In his new book, Democracy without Journalism?, Victor Pickard argues that we’re overlooking the core roots of the crisis. By uncovering degradations caused by run-amok commercialism, he brings into focus the historical antecedents, market failures, and policy inaction that led to the implosion of commercial journalism and the proliferation of misinformation through both social media and mainstream news. The problem isn’t just the loss of journalism or irresponsibility of Facebook, but the very structure upon which our profit-driven media system is built. The market never supported the levels of journalism — especially local, international, policy, and investigative reporting — that a healthy democracy requires. Today these long-term defects have metastasized.
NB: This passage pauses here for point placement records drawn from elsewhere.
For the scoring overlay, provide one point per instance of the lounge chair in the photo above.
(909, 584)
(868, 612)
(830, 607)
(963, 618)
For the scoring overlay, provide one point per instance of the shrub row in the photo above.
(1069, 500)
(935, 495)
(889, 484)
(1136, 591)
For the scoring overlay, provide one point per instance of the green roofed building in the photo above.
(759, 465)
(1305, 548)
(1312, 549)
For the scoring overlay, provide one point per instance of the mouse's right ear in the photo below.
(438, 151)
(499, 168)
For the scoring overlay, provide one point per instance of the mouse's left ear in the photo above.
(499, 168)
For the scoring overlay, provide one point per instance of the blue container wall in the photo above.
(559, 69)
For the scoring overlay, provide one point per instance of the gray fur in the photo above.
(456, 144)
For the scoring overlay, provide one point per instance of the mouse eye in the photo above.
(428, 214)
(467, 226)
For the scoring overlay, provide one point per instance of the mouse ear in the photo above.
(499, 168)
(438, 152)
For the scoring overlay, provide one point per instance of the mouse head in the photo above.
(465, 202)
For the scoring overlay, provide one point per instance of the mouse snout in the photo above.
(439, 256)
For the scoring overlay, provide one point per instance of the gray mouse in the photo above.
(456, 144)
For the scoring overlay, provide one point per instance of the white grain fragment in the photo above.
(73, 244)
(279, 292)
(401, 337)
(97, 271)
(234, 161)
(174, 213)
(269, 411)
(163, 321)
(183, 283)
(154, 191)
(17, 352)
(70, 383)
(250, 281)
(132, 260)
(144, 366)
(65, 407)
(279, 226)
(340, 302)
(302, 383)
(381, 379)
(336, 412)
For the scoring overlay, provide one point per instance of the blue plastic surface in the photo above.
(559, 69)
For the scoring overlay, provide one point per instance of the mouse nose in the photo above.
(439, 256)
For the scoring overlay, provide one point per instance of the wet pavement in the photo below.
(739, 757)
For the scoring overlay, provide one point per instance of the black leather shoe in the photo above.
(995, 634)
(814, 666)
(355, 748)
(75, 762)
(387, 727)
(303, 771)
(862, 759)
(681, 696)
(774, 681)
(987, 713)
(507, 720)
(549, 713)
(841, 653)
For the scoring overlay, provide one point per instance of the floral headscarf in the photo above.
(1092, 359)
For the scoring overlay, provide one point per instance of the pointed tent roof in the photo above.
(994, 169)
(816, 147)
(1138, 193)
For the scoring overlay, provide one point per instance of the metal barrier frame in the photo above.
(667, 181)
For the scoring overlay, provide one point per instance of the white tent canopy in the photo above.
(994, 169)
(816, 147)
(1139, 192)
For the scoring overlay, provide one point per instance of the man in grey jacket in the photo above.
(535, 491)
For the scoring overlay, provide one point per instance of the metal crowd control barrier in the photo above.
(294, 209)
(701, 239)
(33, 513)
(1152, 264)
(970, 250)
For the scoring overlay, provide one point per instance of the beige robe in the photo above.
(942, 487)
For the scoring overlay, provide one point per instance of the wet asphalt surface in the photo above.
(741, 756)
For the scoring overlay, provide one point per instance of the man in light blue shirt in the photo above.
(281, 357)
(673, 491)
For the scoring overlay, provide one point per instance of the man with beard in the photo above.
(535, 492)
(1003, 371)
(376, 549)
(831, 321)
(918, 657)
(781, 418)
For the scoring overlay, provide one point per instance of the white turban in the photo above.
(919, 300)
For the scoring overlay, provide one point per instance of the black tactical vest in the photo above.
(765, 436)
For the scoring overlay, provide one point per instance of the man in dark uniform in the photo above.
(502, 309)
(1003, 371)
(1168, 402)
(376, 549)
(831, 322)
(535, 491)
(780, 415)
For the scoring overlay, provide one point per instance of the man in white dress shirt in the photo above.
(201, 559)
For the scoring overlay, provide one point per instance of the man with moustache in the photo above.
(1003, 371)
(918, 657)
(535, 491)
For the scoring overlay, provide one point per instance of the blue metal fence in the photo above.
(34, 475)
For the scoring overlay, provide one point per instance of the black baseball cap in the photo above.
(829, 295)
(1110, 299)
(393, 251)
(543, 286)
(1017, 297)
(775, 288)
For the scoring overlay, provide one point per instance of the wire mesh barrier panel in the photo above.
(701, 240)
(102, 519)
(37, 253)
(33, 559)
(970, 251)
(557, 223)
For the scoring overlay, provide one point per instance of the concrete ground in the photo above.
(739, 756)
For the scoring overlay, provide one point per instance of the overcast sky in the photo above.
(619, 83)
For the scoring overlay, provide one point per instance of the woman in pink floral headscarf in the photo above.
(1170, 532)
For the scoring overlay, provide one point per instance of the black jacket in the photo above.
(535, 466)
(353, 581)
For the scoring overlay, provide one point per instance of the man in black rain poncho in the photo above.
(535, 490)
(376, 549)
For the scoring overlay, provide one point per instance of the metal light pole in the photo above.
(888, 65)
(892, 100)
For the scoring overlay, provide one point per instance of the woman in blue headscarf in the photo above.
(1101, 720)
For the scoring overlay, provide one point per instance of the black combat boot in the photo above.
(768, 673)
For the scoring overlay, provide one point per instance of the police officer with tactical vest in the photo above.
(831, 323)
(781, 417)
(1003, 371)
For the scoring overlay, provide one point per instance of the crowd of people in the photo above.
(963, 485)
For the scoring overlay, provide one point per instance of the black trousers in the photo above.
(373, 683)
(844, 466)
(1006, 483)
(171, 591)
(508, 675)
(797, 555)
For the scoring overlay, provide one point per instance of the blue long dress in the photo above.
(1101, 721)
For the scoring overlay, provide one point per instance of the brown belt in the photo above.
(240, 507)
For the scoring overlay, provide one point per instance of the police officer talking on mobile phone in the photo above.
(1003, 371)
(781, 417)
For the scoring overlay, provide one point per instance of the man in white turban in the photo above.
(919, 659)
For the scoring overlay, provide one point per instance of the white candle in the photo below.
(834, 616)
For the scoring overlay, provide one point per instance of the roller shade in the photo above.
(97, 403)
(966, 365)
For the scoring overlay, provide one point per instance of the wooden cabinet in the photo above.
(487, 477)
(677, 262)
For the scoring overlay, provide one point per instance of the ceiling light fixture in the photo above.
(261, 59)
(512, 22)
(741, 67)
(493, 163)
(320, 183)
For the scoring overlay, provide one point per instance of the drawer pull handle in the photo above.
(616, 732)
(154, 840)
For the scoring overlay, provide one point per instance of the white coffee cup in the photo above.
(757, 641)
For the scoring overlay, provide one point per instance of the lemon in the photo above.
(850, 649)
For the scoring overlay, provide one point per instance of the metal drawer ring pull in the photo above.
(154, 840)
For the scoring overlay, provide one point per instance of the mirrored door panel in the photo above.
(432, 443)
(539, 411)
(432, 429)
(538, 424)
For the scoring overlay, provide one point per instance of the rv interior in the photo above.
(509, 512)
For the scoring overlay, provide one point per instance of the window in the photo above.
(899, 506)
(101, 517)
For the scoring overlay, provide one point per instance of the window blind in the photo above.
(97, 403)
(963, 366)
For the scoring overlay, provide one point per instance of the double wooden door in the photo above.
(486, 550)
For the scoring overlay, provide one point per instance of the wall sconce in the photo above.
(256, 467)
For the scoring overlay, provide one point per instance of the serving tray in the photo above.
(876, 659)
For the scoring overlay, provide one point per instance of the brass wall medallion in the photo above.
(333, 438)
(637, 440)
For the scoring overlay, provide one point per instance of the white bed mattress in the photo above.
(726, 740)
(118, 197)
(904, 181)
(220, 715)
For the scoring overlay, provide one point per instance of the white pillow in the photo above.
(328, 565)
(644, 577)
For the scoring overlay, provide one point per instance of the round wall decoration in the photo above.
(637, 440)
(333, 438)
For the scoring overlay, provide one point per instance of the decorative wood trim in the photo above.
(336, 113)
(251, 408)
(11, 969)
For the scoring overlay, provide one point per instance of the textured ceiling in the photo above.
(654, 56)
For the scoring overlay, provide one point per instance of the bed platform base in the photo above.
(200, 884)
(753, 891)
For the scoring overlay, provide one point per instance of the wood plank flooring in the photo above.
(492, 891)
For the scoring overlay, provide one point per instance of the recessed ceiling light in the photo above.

In this book, Pickard presents a counter-narrative that shows how the modern journalism crisis stems from media’s historical over-reliance on advertising revenue, the ascendance of media monopolies, and a lack of public oversight. The book envisions what a new kind of journalism might look like, emphasizing the need for a publicly owned and democratically governed media system. Amid growing scrutiny of unaccountable monopoly control over media institutions and concerns about the consequences to democracy, now is an opportune moment to address fundamental flaws in commercial news and information systems and push for alternatives. Ultimately, the goal is to reinvent journalism.
Biography:
Victor Pickard (@VWPickard) is an Associate Professor at the University of Pennsylvania’s Annenberg School for Communication, where he co-directs the Media, Inequality & Change (MIC) Center. Currently he is a visiting fellow at Goldsmiths and LSE. His research on the history and political economy of media institutions has appeared in a wide range of academic and popular publications. He is the co-author of After Net Neutrality: A New Deal for the Digital Age and the author of Democracy without Journalism? Confronting the Misinformation Society.